Higher prices are actually deflationary because they take away purchasing power from every consumer and DEFLATION is what the banking system is still, and will continue, fighting. So what happened next is we went after a party with a lot of oil, gold and silver that wasn't capable of defending themselves.
The European banking system was not recapitalized in 2008 and was given a small dose of recapitalization via the Greek bailouts, so they did a bigger recapitalization.
All of this, too, would prove to be insufficient and the yen carry trade was going to unwind, so the Bank of Japan ramped up its quantitative easing program and started buying up everything you could buy with yen.
Where we are at today is the logical outcome of propping up the financial system that has been used to organize the entire world since the post-World War II world's Yalta and Bretton Woods conferences as well as the Nixon Shock that was a default on the commitments made in those conferences.

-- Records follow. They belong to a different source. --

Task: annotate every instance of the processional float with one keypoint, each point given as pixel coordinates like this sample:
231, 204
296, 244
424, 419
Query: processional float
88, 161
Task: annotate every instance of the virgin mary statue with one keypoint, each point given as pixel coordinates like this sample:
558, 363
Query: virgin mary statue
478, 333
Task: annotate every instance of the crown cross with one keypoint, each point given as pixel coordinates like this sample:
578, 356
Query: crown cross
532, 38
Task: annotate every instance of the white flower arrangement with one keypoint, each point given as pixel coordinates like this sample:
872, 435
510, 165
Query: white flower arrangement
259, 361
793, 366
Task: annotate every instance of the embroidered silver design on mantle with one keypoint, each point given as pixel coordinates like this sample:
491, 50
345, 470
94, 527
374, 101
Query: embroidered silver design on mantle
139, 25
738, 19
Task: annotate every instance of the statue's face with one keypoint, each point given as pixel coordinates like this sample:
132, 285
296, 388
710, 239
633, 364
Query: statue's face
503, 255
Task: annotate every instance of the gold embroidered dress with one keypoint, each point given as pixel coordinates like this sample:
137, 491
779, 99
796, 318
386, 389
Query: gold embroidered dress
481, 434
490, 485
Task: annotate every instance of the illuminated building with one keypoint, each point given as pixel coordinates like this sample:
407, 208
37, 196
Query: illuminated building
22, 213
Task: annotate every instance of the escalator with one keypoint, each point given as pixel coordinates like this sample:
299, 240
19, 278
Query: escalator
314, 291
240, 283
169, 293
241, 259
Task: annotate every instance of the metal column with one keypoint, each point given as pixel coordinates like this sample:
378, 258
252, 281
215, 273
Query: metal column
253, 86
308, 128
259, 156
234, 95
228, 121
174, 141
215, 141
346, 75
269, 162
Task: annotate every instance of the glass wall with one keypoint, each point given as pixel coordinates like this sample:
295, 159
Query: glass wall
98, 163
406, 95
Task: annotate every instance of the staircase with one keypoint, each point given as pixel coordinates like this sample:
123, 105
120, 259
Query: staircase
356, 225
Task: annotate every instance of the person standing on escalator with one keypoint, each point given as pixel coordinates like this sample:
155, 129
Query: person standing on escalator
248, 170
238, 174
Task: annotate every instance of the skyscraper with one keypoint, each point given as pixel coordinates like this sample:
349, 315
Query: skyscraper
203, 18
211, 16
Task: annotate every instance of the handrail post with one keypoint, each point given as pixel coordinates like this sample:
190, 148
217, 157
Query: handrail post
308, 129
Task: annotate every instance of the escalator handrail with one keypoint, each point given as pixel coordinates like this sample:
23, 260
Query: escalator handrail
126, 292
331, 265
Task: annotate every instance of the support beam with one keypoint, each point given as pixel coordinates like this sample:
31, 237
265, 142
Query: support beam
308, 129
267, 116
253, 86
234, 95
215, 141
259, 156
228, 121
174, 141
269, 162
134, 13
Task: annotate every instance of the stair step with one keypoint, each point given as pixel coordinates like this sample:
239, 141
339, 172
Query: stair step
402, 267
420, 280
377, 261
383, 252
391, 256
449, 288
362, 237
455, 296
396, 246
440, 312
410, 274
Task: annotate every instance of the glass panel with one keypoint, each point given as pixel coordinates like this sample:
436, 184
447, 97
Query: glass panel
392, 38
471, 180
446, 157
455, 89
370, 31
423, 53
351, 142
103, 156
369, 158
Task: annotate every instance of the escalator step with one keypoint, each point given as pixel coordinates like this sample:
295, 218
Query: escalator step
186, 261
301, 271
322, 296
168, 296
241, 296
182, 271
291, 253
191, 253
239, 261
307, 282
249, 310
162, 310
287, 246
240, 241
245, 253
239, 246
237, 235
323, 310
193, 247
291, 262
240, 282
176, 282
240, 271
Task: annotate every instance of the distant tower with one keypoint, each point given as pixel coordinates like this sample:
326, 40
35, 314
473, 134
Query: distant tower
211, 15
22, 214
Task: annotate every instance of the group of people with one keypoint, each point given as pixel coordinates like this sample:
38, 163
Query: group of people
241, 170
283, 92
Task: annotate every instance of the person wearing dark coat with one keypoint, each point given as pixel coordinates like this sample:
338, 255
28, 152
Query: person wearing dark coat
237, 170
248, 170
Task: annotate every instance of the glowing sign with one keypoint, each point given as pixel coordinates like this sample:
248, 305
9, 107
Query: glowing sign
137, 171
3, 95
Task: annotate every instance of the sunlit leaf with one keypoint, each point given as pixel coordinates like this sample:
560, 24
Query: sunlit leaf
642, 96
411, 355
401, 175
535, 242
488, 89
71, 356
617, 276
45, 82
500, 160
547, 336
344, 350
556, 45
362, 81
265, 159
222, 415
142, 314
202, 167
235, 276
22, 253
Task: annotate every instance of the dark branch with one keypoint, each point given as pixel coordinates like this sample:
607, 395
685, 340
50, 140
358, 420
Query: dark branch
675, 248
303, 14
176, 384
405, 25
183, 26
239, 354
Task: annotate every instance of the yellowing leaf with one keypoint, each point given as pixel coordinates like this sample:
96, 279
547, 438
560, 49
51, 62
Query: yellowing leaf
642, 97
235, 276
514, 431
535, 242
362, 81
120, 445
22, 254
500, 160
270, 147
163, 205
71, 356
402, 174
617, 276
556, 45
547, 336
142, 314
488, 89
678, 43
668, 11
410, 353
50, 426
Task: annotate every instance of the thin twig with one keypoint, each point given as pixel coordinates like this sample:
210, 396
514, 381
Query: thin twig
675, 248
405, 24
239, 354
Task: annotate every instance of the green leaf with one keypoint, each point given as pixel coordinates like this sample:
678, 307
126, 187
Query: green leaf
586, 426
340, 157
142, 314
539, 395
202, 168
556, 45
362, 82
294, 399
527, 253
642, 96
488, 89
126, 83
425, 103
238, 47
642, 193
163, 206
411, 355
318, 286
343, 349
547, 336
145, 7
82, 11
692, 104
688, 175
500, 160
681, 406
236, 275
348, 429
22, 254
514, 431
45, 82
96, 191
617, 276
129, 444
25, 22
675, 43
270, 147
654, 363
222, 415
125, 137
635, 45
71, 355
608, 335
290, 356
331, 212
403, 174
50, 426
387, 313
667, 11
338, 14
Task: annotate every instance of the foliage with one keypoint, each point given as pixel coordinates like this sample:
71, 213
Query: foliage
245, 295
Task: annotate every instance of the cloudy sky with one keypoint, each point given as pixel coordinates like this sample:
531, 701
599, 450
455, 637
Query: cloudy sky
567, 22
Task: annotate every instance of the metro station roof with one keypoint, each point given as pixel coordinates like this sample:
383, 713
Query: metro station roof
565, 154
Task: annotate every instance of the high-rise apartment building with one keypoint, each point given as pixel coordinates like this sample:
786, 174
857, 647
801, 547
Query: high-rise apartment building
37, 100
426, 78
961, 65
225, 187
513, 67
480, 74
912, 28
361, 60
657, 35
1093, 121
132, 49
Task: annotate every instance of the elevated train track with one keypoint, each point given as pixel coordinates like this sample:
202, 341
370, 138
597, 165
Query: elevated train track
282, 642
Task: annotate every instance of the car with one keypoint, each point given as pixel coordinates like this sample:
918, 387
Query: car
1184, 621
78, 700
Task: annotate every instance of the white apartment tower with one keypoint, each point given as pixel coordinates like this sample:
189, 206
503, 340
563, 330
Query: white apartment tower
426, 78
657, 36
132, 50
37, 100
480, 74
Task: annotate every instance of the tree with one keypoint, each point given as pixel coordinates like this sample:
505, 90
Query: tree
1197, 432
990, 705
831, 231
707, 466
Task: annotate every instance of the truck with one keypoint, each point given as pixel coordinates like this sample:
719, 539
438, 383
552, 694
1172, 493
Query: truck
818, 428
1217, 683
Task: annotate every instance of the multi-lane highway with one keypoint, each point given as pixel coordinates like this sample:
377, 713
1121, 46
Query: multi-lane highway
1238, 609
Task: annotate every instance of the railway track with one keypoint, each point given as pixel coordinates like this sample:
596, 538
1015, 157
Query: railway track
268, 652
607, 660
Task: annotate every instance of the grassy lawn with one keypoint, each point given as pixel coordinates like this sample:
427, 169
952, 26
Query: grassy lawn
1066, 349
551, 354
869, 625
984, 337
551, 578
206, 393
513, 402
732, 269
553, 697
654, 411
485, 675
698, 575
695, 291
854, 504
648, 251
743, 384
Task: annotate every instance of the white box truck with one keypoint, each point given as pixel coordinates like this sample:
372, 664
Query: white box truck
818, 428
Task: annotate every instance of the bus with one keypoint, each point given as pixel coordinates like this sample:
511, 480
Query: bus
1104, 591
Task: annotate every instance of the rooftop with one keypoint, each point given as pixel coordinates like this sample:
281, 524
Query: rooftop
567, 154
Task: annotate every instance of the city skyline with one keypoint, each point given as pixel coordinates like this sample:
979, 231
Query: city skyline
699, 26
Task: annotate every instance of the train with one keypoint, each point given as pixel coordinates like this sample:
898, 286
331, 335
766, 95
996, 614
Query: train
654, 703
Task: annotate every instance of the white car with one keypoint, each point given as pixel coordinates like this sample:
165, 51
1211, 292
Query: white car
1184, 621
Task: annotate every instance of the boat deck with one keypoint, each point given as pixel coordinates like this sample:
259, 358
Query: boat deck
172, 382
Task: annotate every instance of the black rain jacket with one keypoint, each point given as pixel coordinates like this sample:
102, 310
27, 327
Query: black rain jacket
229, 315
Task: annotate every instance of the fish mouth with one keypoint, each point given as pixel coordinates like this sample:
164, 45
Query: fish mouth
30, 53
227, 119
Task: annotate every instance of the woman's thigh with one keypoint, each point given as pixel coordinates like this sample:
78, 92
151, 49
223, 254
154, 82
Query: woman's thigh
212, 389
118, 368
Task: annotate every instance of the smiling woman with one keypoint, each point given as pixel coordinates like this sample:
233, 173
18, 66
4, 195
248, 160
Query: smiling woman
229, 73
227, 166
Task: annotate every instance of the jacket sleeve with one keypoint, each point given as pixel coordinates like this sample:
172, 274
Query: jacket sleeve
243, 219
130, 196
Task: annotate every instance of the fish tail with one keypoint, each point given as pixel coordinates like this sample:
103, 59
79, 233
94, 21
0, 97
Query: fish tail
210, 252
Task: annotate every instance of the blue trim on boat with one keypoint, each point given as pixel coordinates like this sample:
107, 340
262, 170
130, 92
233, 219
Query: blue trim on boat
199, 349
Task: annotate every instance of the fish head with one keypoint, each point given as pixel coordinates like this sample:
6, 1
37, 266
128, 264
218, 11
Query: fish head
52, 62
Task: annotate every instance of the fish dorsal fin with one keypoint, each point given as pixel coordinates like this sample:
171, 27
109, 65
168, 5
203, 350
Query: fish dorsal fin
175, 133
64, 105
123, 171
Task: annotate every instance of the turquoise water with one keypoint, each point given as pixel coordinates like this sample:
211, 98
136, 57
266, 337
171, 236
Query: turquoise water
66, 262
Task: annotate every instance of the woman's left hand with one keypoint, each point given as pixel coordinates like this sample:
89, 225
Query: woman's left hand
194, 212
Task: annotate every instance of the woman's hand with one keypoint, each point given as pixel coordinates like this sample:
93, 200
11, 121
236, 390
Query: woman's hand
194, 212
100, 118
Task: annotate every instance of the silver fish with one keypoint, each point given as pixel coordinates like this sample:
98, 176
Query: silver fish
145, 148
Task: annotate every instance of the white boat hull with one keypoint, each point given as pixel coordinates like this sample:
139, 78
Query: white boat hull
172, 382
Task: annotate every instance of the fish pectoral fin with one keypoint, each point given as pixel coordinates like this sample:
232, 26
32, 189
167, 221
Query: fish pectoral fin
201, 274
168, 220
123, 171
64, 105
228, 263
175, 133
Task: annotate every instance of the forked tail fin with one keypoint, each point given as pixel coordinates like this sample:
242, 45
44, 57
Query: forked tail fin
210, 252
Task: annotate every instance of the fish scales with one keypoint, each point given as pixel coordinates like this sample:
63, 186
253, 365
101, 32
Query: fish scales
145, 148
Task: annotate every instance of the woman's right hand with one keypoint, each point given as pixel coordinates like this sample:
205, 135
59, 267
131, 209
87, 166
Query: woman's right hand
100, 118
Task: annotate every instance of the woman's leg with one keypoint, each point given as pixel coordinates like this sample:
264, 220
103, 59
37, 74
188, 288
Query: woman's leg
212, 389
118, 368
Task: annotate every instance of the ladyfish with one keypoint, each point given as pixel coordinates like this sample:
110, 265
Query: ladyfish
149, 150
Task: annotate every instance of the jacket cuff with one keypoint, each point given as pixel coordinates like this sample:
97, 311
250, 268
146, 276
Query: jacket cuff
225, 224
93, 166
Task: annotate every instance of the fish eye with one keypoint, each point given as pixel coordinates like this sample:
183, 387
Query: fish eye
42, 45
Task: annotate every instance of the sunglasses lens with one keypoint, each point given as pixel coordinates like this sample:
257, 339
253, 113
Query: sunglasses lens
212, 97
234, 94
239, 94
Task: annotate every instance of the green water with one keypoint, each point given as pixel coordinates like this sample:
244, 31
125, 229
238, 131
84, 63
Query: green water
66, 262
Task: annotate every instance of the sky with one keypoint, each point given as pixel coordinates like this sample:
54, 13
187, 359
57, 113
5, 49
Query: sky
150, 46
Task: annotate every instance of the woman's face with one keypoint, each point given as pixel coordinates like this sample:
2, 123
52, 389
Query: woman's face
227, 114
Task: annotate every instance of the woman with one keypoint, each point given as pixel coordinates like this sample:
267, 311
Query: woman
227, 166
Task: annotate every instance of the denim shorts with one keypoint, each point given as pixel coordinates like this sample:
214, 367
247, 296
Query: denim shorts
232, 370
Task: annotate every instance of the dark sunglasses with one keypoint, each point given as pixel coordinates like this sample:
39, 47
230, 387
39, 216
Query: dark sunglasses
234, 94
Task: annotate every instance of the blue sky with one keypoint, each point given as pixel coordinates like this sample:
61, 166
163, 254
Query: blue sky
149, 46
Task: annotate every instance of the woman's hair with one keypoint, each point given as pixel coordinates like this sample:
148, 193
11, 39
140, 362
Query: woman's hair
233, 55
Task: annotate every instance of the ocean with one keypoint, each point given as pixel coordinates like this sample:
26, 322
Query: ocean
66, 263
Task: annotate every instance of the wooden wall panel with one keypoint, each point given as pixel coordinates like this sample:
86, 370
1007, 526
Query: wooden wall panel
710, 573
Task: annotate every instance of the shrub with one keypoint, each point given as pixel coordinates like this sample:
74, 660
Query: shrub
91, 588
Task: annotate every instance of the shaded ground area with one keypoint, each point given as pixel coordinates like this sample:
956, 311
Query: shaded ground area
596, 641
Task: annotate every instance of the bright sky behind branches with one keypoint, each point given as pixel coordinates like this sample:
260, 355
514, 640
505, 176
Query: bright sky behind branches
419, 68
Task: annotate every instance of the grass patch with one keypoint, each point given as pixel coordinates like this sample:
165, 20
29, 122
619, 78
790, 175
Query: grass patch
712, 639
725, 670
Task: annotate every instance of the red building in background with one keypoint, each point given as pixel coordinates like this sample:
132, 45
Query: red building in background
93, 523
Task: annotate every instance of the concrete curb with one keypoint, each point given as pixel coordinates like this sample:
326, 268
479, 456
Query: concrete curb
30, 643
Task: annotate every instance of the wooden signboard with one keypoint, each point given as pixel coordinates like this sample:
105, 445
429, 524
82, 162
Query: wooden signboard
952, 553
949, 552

What makes today's circumstances more challenging is that population has continued to grow while the labor market has continued to deteriorate due to technology advances. It is important to recognize that technology is DEFLATIONARY. Technology renders the old obsolete and over-priced. Lower prices means lower revenues, incomes and profits from the top all of the way down the income pyramid. However, owning massively deflationary technology (useful and in high demand) yields its owner(s) major windfalls because the competition doesn't exist and you only have to marginally reduce prices to conquer the old technology and its owners. Think of what Walmart did in the 1980s and 1990s through purchasing and logistics and what Amazon has taken to the next level since Y2K.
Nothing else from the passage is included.